Equally discouraging findings from trials using endothelin antagonists are forthcoming. Two agents, enrasanten and bosentan, have both failed to demonstrate a significant benefit in optimally treated systolic HF (11,12). In particular, the Endothelin Antagonist Bosentan for Lowering Cardiac Events in Heart Failure (ENABLE) trial evaluated more than 1,600 patients with severe systolic HF to determine the effect of this agent on all-cause mortality and HF hospitalizations. No benefits were observed with this agent, but the bosentan-treated group had weight gain.
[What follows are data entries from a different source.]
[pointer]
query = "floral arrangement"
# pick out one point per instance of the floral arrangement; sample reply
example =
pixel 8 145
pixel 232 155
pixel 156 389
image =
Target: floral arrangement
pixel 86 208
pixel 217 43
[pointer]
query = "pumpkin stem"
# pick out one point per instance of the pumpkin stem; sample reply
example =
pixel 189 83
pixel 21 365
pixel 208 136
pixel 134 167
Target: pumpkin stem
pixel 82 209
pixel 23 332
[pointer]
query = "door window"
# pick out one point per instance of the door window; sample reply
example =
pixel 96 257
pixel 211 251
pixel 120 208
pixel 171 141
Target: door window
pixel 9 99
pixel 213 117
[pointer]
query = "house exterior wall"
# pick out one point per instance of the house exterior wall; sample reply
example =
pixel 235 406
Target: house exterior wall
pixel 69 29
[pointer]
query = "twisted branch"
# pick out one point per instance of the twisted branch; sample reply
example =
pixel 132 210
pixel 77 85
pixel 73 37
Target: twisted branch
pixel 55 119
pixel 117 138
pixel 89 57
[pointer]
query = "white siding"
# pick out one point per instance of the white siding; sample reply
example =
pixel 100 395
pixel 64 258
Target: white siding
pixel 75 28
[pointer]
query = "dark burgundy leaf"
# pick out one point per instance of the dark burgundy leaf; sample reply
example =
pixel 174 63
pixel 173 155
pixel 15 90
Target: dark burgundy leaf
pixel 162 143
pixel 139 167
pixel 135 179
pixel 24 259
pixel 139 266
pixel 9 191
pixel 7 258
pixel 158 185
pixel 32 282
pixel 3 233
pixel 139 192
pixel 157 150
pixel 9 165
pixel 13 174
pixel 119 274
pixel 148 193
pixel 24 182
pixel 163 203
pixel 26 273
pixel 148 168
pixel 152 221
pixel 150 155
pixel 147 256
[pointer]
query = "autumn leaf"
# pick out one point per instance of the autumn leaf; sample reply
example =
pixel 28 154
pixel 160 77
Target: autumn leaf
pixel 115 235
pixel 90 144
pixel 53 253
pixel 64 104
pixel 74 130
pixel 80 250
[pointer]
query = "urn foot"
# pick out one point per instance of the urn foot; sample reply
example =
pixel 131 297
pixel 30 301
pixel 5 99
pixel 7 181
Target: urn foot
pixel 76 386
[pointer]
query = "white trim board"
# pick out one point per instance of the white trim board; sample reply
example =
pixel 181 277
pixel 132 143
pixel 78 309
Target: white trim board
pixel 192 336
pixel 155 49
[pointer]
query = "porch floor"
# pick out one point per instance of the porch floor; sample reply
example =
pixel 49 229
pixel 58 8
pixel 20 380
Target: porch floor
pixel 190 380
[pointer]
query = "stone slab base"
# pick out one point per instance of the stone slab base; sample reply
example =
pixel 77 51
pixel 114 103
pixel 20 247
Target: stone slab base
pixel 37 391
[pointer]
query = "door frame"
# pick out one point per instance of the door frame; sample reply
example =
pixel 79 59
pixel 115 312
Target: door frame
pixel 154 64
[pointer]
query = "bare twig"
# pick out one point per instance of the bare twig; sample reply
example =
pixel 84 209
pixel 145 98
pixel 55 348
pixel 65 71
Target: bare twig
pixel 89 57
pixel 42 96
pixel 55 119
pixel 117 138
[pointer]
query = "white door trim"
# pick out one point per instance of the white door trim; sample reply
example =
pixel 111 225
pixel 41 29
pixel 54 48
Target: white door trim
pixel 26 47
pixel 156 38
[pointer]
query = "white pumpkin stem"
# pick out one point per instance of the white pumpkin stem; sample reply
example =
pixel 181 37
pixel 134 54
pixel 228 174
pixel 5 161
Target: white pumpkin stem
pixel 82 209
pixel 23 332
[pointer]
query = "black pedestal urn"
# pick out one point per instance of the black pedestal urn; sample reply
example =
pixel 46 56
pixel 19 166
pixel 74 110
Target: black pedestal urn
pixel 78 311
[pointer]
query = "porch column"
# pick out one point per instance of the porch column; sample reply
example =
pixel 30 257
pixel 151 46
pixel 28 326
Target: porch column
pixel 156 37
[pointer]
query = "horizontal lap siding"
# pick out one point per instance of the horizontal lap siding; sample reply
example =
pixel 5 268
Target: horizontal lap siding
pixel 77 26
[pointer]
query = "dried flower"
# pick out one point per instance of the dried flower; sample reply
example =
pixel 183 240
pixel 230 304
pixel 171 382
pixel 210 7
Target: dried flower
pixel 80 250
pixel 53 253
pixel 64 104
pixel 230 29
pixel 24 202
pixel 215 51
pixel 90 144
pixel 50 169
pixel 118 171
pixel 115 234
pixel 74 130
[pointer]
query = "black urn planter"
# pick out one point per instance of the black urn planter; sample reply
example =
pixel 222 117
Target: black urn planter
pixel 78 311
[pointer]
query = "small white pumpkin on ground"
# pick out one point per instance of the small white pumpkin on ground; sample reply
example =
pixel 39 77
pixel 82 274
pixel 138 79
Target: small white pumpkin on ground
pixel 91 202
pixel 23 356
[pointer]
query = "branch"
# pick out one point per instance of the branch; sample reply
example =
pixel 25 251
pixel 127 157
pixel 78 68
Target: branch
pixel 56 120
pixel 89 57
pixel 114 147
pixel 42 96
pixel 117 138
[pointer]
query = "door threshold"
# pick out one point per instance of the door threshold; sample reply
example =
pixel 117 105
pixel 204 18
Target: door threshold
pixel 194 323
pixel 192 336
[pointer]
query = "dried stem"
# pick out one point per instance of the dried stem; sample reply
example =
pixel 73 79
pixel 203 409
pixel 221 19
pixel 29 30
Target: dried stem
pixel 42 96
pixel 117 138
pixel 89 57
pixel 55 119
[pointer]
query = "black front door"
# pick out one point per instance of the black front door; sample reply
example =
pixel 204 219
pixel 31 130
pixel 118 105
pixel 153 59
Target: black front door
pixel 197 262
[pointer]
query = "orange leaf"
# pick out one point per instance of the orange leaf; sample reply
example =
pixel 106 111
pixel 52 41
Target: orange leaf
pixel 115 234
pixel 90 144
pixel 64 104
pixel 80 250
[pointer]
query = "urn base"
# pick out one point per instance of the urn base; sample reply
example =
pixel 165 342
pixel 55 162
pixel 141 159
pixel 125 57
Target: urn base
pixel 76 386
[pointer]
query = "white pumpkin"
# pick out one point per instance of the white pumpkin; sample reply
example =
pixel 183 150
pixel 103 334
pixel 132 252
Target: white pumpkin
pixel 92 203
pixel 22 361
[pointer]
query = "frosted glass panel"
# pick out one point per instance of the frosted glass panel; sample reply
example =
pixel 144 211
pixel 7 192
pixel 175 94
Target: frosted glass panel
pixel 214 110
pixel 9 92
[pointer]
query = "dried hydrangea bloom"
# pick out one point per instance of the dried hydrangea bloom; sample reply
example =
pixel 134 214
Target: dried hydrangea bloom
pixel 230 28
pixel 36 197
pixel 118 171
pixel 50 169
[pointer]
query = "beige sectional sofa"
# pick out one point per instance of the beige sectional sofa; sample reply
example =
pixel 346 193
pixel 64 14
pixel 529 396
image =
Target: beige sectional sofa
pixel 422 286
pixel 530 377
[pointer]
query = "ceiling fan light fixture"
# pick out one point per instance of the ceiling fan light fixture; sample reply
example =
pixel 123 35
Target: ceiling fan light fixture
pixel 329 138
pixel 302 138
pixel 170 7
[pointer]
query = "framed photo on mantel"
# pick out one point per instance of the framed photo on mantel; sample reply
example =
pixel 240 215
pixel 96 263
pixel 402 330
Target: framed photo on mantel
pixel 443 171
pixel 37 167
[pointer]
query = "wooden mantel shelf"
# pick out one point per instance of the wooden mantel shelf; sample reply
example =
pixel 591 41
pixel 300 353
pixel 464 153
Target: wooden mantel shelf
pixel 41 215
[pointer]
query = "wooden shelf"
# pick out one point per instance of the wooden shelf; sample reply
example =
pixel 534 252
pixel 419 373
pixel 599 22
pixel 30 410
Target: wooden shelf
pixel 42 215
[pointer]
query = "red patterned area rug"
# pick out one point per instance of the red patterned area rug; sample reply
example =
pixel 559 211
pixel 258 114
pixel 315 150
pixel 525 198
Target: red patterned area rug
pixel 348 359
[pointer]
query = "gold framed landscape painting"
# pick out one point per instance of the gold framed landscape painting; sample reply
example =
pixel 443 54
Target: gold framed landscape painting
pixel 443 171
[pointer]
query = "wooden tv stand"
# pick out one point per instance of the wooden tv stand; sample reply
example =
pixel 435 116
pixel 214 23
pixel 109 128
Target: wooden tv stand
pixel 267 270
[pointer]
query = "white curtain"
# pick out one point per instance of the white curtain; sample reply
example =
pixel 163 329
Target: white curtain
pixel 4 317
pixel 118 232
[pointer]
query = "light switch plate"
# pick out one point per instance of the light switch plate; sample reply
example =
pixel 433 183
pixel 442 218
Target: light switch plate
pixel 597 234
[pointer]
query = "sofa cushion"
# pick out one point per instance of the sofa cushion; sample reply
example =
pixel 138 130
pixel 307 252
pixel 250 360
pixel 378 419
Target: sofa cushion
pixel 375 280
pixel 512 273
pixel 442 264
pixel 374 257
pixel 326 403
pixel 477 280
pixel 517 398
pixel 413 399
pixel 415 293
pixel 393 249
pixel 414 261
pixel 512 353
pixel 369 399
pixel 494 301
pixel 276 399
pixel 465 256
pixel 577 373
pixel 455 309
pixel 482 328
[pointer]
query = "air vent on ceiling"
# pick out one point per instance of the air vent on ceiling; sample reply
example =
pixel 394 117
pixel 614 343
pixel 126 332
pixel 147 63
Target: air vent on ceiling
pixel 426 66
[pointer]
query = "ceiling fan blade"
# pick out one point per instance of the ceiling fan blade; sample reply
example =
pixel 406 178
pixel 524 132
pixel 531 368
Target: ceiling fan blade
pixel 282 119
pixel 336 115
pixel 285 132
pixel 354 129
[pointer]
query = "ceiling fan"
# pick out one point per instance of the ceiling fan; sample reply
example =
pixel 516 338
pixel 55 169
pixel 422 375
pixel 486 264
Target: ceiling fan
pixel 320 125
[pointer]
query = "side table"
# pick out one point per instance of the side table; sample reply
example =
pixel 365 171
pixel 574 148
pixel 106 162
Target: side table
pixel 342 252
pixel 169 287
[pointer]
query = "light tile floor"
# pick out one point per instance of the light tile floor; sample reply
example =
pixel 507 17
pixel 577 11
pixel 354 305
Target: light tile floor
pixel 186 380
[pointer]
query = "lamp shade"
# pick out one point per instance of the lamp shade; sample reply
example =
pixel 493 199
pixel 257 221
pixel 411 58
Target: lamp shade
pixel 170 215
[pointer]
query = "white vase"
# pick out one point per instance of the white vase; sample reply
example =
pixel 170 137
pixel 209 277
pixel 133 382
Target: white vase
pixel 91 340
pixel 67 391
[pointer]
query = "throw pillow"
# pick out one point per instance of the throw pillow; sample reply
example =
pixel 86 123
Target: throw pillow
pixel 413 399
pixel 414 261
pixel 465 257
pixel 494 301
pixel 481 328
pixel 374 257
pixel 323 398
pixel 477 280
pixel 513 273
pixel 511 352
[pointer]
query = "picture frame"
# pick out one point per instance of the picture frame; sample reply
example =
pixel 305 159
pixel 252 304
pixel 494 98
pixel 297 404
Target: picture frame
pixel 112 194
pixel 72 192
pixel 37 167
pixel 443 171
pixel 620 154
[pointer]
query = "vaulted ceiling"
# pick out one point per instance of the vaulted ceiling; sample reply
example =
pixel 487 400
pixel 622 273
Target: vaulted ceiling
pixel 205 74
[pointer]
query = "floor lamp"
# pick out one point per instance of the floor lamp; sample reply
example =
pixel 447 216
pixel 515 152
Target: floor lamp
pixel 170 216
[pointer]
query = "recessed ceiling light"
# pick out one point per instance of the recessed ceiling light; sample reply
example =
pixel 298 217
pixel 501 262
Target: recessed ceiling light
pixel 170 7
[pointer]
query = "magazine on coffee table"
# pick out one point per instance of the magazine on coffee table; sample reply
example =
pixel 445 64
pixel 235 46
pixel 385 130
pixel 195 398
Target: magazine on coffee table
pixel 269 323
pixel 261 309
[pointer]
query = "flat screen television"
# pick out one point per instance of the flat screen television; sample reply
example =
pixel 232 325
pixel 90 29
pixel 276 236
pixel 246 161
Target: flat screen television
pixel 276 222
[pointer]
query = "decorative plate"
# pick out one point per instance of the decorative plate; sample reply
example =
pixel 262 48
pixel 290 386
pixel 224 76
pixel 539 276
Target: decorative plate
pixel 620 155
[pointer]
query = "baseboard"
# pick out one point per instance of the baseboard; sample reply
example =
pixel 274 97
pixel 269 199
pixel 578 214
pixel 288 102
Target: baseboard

Is excess sympatholysis beneficial or adverse?.   Inhibition of the sympathetic nervous system by a centrally acting sympatholytic agent, moxonidine, was studied in the Moxonidine in Congestive Heart Failure (MOXCON) trial in patients with symptomatic HF (13). The study was terminated early because of higher mortality in the moxonidine group. A subinvestigation further demonstrated marked lowering of norepinephrine levels (13). This finding has led to the suggestion that perhaps the dose of moxonidine might have been too high, or the titration rate of moxonidine was too rapid. Rebound sympathetic activation between doses may also have occurred, contributing to increased fatality. In the Beta-blocker Evaluation of Survival Trial (BEST) study, bucindolol similarly led to a profound sympatholysis that was associated with excess mortality (14). Compared with placebo, bucindolol lowered norepinephrine by 19% at three months. A surprising nonlinear relationship effect on prediction of outcome as a function of plasma norepinephrine levels was observed. Thus, a higher mortality was noted in those groups that demonstrated either an increase of norepinephrine over time or a marked decrease (>–758 pg/ml). Data such as these point to the fact that excess sympatholysis may be harmful in the syndrome of HF.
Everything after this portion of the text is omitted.